To get started you need to build your Docker image and push it up to your Azure Container Registry. In this blog post, I will not cover deploying ACR, or building the Docker image assuming you have already done these things. Now let’s set up the ACR and AKS integration using a docker-registry Kubernetes secret.

1. For the first step, you will need the credentials to your Azure Container Registry. To get this go navigate to:

Azure Portal (portal.azure.com) > Container registries > YOURCONTAINERREGISTRY | Access keys

2. The second step push your Docker image up to your ACR.

# Log into the Azure Container Registry
docker login ACRNAMEHERE.azurecr.io -u ACRUSERNAMEHERE -p PASSWORDHERE

# Tag the docker image with ACR
docker tag DOCKERIMAGENAMEHERE ACRNAMEHERE.azurecr.io/DOCKERIMAGENAMEHERE:v1

# Push the image to ACR
docker push ACRNAMEHERE.azurecr.io/DOCKERIMAGENAMEHERE:v1

3. The third step create the docker-registry Kubernetes secret by running following syntax from Azure Cloud Shell:

kubectl create secret docker-registry NEWSECRETNAME --docker-server ACRNAMEHERE.azurecr.io --docker-username ACRUSERNAMEHERE --docker-password YOURPASSWORDGOESHERE

4. The fourth step is to create the Yaml file for your pod.
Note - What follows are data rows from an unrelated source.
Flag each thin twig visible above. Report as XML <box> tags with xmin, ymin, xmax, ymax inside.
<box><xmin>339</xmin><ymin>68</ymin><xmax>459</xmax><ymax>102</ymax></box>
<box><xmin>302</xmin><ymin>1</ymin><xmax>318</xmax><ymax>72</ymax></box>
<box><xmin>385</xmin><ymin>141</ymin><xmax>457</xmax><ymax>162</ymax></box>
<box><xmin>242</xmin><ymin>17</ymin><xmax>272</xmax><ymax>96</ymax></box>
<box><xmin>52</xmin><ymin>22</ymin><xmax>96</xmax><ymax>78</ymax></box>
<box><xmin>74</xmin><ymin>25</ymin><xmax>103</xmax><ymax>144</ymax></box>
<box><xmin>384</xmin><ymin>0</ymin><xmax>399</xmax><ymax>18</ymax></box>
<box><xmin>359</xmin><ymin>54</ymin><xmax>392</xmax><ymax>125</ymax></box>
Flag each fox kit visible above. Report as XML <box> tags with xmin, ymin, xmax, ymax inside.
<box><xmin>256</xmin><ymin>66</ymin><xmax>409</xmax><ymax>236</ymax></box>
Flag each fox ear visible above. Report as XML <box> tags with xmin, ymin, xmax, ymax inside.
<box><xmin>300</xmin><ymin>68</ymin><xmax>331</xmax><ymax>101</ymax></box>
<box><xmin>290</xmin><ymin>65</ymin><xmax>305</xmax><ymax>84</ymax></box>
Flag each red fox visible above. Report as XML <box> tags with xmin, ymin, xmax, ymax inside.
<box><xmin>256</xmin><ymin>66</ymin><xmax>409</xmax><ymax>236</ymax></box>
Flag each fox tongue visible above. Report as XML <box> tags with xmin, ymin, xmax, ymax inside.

The following is an example:

apiVersion: v1
kind: Pod
metadata:
  name: myapp
spec:
  containers:
  - name: myapp
    image: ACRNAMEHERE.azurecr.io:myapp:v1
  imagePullSecrets:
  - name: NEWSECRETNAME

The following is an example of a yaml file with a service, deployment, and pod:

apiVersion: v1
kind: Service
metadata:
  name: eotdservice
spec:
  type: LoadBalancer
  ports:
    - port: 80
      targetPort: 80
  selector:
    app: eotd
---
apiVersion: apps/v1
kind: Deployment
metadata:
  name: eotddeployment
  labels:
    app: eotd
spec:
  replicas: 4
  selector:
    matchLabels:
      app: eotd
  template:
    metadata:
      labels:
        app: eotd
    spec:
      containers:
      - name: eotd   
        image: ACRNAMEHERE.azurecr.io/eotd:v1
        imagePullPolicy: Always
        ports:
        - containerPort: 80
      imagePullSecrets:
       - name: NEWSECRETNAME

5. The fifth and final step is to deploy the pod to your AKS cluster by running the following syntax from Azure Cloud Shell.

kubectl apply -f YOURPODNAME.yaml

That wraps up this blog post. Thanks for reading and happy containerizing!